Trotz einer solchen geschäftspolitischen Dringlichkeit sollten die Banken bei der Umsetzung von Conversational-Lösungen mit Bedacht vorgehen.

Hier kommen die Stärken agilen Vorgehens besonders zur Geltung: Schrittweise Erarbeitung von Lösungen, die frühzeitig Kundenreaktionen einholen helfen, um in mehreren Iterationen ein gutes und marktfähiges Produkt zu entwickeln. Für erfolgreiches agiles Vorgehen rund um CUIs scheinen neben den „üblichen Verdächtigen“ wie selbststeuernde Projektteams oder möglichst freie Hand durch die Organisation, drei Erfolgsfaktoren entscheidend – und zwar nicht nur bei Banking-Anwendungen:

  • Bei Zwischenprodukten fokussieren: Durch frühzeitige Releases akzeptabler Zwischenprodukte lassen sich die besten – weil realen – Kundenreaktionen ermitteln. Gerade bei Spracherkennung und virtuellen Assistenten ist die Fehlertoleranz erfahrungsgemäß aber gering. Lösungen, die den Kunden oft missverstehen, führen dazu, dass sich dieser schnell von der neuen Technik abwendet. Besser ist es daher, Zwischenprodukte zu entwickeln, die zwar nur einen sehr kleinen Teil des letztendlichen Leistungsspektrums anbieten, diesen aber mit hoher Erkennungsgenauigkeit und geringer zeitlicher Verzögerung („latency“).
  • Die digitalen Assistenten nicht sich selber überlassen: In der Anfangsphase sind die Conversational-Angebote noch wenig trainiert. Die Gefahr des Missverstehens oder fehlender Reaktionsmöglichkeiten ist daher noch besonders hoch. Hybride Lösungen, bei denen menschliche Supervisoren die Aussagen der Chat- und Sprachbots prüfen, können daher gerade zu Beginn des Einsatzes besonders lohnenswert sein.
  • Das Lernen von Anfang an mitbedenken: Damit die Bank und auch die digitalen Anwendungen wirklich mitlernen können, muss schon bei der Gestaltung der Anwendung daran gedacht werden, welche Informationen für das Lernen benötigt werden. Die notwendigen Reportings – etwa zu bevorzugten Nutzungszeiten, Abbruchquoten und -stellen im Prozess – sollten daher von Anfang an mitkonzipiert werden.

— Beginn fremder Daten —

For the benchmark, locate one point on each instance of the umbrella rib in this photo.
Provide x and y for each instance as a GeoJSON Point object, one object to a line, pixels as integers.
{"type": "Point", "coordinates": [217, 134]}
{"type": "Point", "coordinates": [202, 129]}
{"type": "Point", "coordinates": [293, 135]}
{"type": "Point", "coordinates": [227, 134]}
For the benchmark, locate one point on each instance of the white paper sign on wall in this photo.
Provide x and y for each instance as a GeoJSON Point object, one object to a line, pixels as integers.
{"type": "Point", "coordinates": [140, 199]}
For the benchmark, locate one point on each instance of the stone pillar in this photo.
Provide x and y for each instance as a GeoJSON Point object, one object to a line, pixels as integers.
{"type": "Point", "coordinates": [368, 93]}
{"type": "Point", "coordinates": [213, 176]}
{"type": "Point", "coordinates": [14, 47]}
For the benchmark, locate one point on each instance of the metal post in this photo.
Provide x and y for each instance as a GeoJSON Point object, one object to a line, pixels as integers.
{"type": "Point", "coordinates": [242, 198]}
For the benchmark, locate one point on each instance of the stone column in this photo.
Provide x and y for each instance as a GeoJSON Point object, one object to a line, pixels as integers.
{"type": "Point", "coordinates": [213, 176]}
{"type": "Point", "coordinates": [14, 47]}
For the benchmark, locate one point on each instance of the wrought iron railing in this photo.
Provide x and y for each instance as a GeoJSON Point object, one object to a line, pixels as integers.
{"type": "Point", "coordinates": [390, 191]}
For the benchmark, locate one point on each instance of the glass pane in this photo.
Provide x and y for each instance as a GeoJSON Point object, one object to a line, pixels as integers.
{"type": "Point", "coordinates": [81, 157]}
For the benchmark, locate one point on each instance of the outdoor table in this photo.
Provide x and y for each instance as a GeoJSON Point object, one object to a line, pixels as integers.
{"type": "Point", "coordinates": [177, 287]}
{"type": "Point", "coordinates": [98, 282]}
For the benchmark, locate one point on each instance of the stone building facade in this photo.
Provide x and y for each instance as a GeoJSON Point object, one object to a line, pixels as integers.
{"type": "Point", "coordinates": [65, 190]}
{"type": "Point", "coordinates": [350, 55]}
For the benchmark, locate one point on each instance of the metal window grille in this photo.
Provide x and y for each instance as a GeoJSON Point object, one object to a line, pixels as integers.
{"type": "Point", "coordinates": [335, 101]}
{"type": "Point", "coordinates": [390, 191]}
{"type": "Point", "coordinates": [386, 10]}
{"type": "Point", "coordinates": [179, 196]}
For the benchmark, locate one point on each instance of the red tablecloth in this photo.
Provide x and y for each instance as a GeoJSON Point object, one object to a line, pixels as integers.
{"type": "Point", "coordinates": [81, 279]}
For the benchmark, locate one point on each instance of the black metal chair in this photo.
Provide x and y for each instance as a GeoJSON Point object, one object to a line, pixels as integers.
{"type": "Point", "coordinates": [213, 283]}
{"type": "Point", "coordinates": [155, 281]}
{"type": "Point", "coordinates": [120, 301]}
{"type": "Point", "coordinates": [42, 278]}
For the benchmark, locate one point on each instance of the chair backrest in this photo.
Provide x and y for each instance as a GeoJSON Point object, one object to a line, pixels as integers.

Berücksichtigen Banken diese Aspekte und integrieren Conversational-Angebote sinnstiftend in ihren Kanalmix, wird das Reden mit dem Computer auch beim Banking bald keine Science Fiction mehr sein. Genauso wenig, wie es das beim Taxibestellen der Fall ist. Höchstens die Kommunikation mit dem eigenen Raumschiff muss noch ein paar Jahre warten.